可好張開櫻桃小嘴餓虎撲兔的去咬孤城的手,孤城立刻放開手,可好凶狠的瞪他,惡狠狠咬上一口饅頭,吧唧吧唧!像在嚼孤城,他奶奶的敢拽我。
怎麼能留打情罵俏的機會給可好孤城兩人,何銘死不要臉的硬擠進中間,奸笑着露出用了黑人牙膏白的晃眼的牙齒:“我覺得兩人一組一起辦事最妙,我和可可,睡月當然和他老公一起啦!孤城你和隱藏的萊笙一起。有意見保留,好,就這樣愉快的決定啦!走走走。”不等所有人反駁,何銘一陣風的帶着可好奔走老遠。
暗影中的萊笙心裡一緊,馬上走出樹影要追可好,孤城眼睛深眯:“萊笙你別去追,我倆一起正好……。”餘下的話雖沒說,看到停下腳步的萊笙,孤城手插口袋,走上前與萊笙並肩而立:“知道腹黑一詞嗎?正如字面意思,肚子裡是黑的,常常將此一面進行演技化的僞裝掩蓋。使人看起來總是笑意充沛,溫和無害,親切有加,但卻是在幾秒內的打量裡就能精確地計劃出能以怎樣的步驟讓你自願掉進三米外的糞池。
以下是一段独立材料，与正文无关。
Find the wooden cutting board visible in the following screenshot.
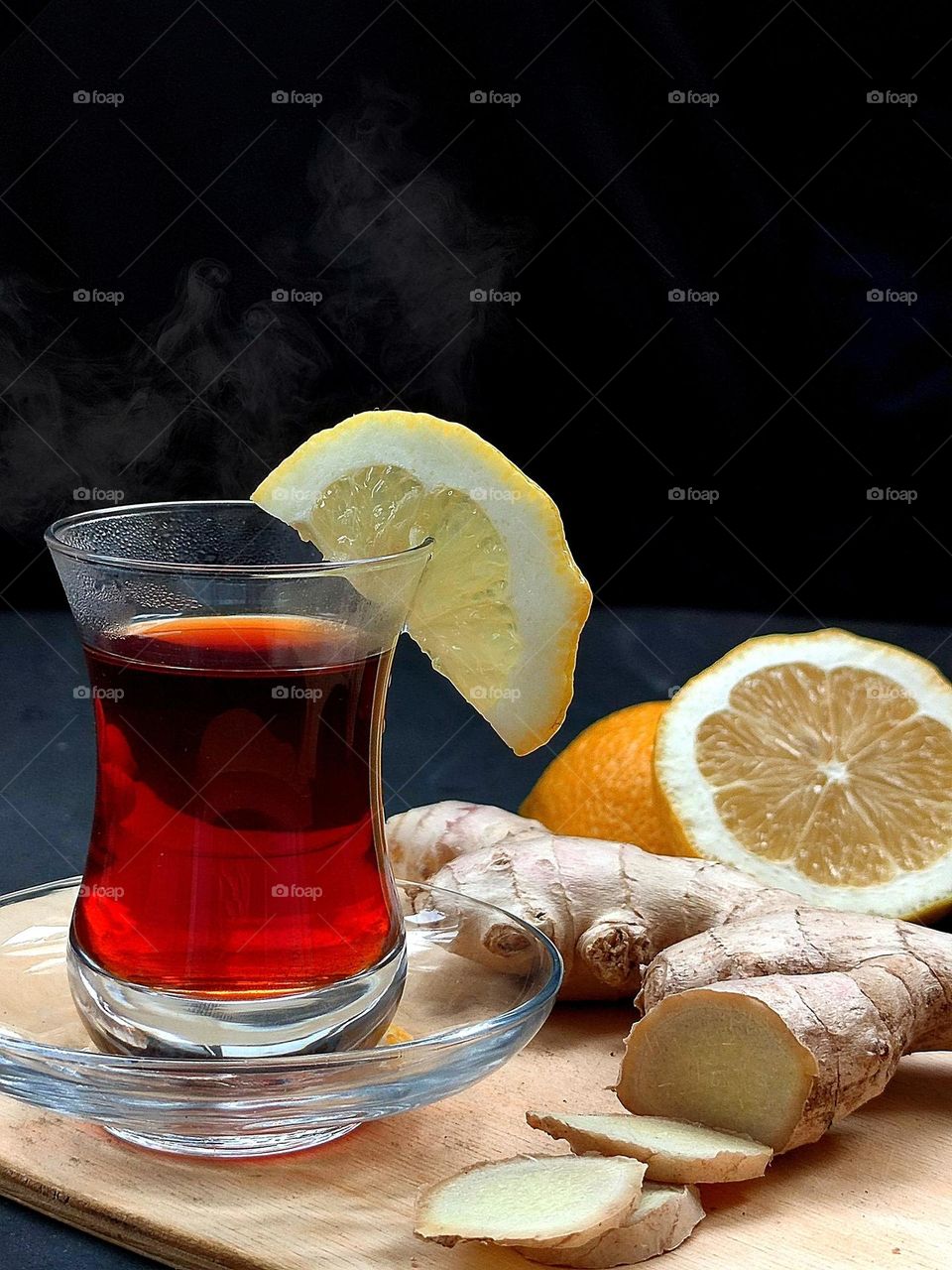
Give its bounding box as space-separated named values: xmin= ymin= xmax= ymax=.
xmin=0 ymin=1006 xmax=952 ymax=1270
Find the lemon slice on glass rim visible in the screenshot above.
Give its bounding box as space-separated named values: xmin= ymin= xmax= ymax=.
xmin=251 ymin=410 xmax=591 ymax=754
xmin=654 ymin=630 xmax=952 ymax=917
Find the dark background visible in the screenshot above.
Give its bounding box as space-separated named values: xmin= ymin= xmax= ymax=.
xmin=0 ymin=0 xmax=952 ymax=625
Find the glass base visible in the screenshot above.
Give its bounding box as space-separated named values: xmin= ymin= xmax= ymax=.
xmin=66 ymin=936 xmax=407 ymax=1062
xmin=104 ymin=1121 xmax=358 ymax=1160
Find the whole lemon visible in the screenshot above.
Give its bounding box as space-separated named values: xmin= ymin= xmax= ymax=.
xmin=520 ymin=701 xmax=679 ymax=854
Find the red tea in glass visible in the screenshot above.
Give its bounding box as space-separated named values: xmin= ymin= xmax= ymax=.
xmin=47 ymin=502 xmax=430 ymax=1060
xmin=75 ymin=615 xmax=399 ymax=996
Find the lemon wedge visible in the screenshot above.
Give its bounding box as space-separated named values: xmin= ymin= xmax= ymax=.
xmin=251 ymin=410 xmax=591 ymax=754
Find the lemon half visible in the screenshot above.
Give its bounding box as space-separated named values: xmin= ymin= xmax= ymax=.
xmin=251 ymin=410 xmax=591 ymax=754
xmin=654 ymin=630 xmax=952 ymax=917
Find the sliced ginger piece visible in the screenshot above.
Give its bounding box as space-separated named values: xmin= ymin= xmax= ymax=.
xmin=517 ymin=1183 xmax=704 ymax=1270
xmin=526 ymin=1111 xmax=774 ymax=1184
xmin=616 ymin=976 xmax=819 ymax=1152
xmin=416 ymin=1156 xmax=645 ymax=1260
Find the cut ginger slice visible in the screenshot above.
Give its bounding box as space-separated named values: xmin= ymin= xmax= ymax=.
xmin=251 ymin=410 xmax=591 ymax=754
xmin=517 ymin=1183 xmax=704 ymax=1270
xmin=526 ymin=1111 xmax=774 ymax=1184
xmin=616 ymin=976 xmax=820 ymax=1152
xmin=654 ymin=630 xmax=952 ymax=917
xmin=416 ymin=1156 xmax=645 ymax=1251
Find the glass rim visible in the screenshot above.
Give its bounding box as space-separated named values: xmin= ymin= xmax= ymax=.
xmin=44 ymin=498 xmax=435 ymax=577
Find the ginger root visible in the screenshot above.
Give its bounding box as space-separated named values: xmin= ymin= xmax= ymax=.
xmin=389 ymin=803 xmax=952 ymax=1152
xmin=387 ymin=803 xmax=799 ymax=1001
xmin=414 ymin=1156 xmax=645 ymax=1260
xmin=526 ymin=1111 xmax=774 ymax=1184
xmin=516 ymin=1183 xmax=704 ymax=1270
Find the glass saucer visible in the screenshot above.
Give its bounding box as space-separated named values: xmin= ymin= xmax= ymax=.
xmin=0 ymin=877 xmax=561 ymax=1156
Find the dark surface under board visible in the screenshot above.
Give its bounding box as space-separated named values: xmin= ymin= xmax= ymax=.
xmin=0 ymin=608 xmax=952 ymax=1270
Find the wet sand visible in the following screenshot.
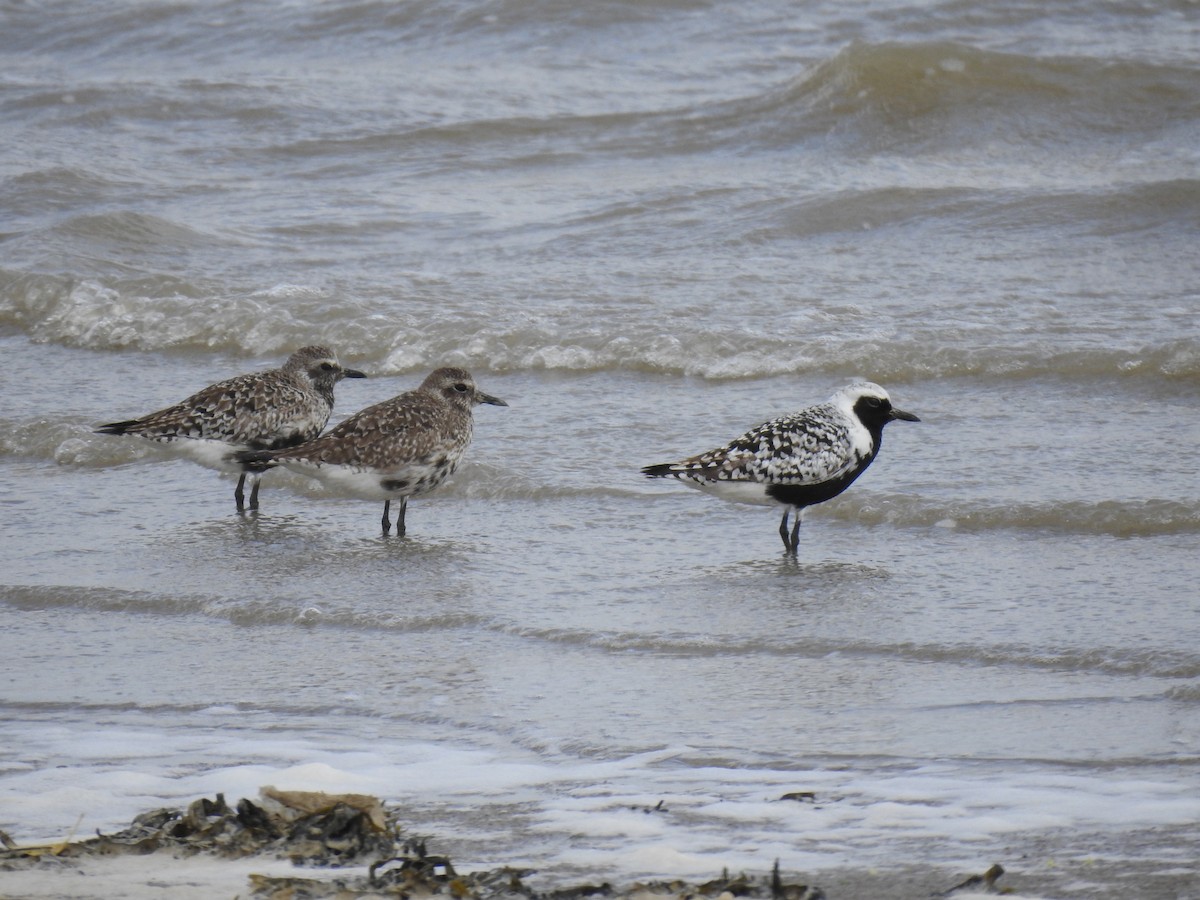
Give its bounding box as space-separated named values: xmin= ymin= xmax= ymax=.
xmin=0 ymin=787 xmax=1200 ymax=900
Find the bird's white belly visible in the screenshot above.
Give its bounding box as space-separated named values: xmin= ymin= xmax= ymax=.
xmin=679 ymin=478 xmax=778 ymax=506
xmin=280 ymin=460 xmax=455 ymax=500
xmin=155 ymin=438 xmax=250 ymax=475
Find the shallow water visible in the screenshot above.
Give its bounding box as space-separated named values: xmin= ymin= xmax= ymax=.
xmin=0 ymin=2 xmax=1200 ymax=896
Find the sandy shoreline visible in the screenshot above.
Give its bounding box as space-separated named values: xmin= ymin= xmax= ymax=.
xmin=0 ymin=787 xmax=1200 ymax=900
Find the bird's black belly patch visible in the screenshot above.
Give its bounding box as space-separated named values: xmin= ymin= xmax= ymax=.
xmin=767 ymin=466 xmax=866 ymax=506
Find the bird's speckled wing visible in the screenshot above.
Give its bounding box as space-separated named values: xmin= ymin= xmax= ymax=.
xmin=108 ymin=371 xmax=331 ymax=449
xmin=274 ymin=390 xmax=472 ymax=470
xmin=662 ymin=403 xmax=860 ymax=485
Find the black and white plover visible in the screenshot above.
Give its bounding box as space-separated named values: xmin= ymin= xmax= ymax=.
xmin=96 ymin=347 xmax=366 ymax=511
xmin=238 ymin=368 xmax=508 ymax=534
xmin=642 ymin=382 xmax=920 ymax=553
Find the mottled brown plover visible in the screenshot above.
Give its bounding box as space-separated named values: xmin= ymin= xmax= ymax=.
xmin=96 ymin=347 xmax=366 ymax=511
xmin=238 ymin=368 xmax=508 ymax=534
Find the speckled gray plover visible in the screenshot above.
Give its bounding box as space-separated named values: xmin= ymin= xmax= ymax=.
xmin=96 ymin=347 xmax=366 ymax=511
xmin=642 ymin=382 xmax=920 ymax=553
xmin=238 ymin=368 xmax=508 ymax=534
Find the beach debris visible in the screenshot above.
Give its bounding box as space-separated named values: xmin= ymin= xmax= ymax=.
xmin=0 ymin=786 xmax=824 ymax=900
xmin=0 ymin=787 xmax=400 ymax=865
xmin=779 ymin=791 xmax=817 ymax=803
xmin=934 ymin=863 xmax=1008 ymax=896
xmin=630 ymin=800 xmax=671 ymax=815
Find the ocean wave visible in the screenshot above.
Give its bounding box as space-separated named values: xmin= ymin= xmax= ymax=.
xmin=490 ymin=624 xmax=1200 ymax=678
xmin=707 ymin=42 xmax=1198 ymax=152
xmin=0 ymin=584 xmax=482 ymax=632
xmin=0 ymin=270 xmax=1200 ymax=384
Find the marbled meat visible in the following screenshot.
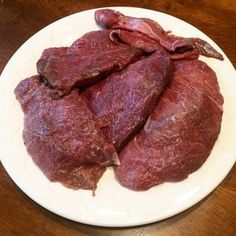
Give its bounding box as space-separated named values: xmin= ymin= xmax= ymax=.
xmin=83 ymin=47 xmax=173 ymax=150
xmin=37 ymin=30 xmax=142 ymax=97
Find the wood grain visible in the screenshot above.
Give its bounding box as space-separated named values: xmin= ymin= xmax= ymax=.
xmin=0 ymin=0 xmax=236 ymax=236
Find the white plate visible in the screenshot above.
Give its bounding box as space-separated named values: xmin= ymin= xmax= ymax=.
xmin=0 ymin=7 xmax=236 ymax=227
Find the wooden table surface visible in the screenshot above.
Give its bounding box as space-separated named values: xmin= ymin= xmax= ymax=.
xmin=0 ymin=0 xmax=236 ymax=236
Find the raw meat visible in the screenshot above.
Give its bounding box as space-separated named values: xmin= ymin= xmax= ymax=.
xmin=110 ymin=29 xmax=199 ymax=61
xmin=116 ymin=60 xmax=223 ymax=190
xmin=37 ymin=30 xmax=142 ymax=97
xmin=83 ymin=47 xmax=172 ymax=150
xmin=23 ymin=129 xmax=106 ymax=190
xmin=95 ymin=9 xmax=223 ymax=60
xmin=15 ymin=76 xmax=119 ymax=166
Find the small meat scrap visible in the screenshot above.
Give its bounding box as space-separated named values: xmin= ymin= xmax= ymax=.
xmin=115 ymin=60 xmax=223 ymax=190
xmin=83 ymin=47 xmax=173 ymax=150
xmin=15 ymin=76 xmax=119 ymax=168
xmin=37 ymin=30 xmax=142 ymax=97
xmin=95 ymin=9 xmax=223 ymax=60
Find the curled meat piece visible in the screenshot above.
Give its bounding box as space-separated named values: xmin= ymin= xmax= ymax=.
xmin=95 ymin=9 xmax=223 ymax=60
xmin=116 ymin=60 xmax=223 ymax=190
xmin=37 ymin=30 xmax=143 ymax=98
xmin=83 ymin=46 xmax=173 ymax=150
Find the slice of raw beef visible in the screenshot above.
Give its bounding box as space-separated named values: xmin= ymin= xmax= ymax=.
xmin=37 ymin=30 xmax=142 ymax=97
xmin=23 ymin=129 xmax=106 ymax=190
xmin=15 ymin=76 xmax=119 ymax=166
xmin=110 ymin=29 xmax=199 ymax=61
xmin=83 ymin=47 xmax=172 ymax=150
xmin=116 ymin=60 xmax=223 ymax=190
xmin=95 ymin=9 xmax=223 ymax=60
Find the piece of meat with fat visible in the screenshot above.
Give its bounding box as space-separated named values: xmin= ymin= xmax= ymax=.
xmin=37 ymin=30 xmax=143 ymax=98
xmin=95 ymin=9 xmax=223 ymax=60
xmin=15 ymin=76 xmax=119 ymax=166
xmin=83 ymin=47 xmax=172 ymax=150
xmin=110 ymin=29 xmax=199 ymax=61
xmin=115 ymin=60 xmax=223 ymax=190
xmin=23 ymin=129 xmax=106 ymax=191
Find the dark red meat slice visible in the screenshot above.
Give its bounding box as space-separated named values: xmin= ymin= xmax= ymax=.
xmin=37 ymin=30 xmax=142 ymax=96
xmin=23 ymin=129 xmax=106 ymax=190
xmin=116 ymin=60 xmax=223 ymax=190
xmin=110 ymin=29 xmax=199 ymax=61
xmin=83 ymin=47 xmax=172 ymax=149
xmin=95 ymin=9 xmax=223 ymax=60
xmin=15 ymin=76 xmax=119 ymax=166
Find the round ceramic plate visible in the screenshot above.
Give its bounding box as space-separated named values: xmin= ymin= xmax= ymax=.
xmin=0 ymin=7 xmax=236 ymax=227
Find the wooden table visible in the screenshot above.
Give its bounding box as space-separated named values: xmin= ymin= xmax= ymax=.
xmin=0 ymin=0 xmax=236 ymax=236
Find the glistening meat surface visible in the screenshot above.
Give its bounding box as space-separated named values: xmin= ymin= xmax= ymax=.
xmin=15 ymin=76 xmax=119 ymax=188
xmin=23 ymin=129 xmax=106 ymax=190
xmin=116 ymin=60 xmax=223 ymax=190
xmin=37 ymin=30 xmax=142 ymax=97
xmin=83 ymin=47 xmax=173 ymax=150
xmin=95 ymin=9 xmax=223 ymax=60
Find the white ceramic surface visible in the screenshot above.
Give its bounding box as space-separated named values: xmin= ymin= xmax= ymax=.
xmin=0 ymin=7 xmax=236 ymax=227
”
孤城笑的特別韻味深刻,接着說道:“再直白點解釋,外表善良,溫柔,內心惡毒,邪惡,把自己的快樂建立在別人的痛苦之上,不折磨死人誓不罷休。所以,這種人最好不要招惹,否則連自己是怎麼死的都不知道。魯魯修腹黑一詞皆來源於李宗吾先生的《厚黑學》,在日本漫畫裡眼鏡男是腹黑的形象,在眼鏡地忽然一閃光下,腹黑男推了推眼鏡,然後說出一句噴死所有在場人的話,萊笙你以前有一個綽號,叫鏡面毒生是嗎?”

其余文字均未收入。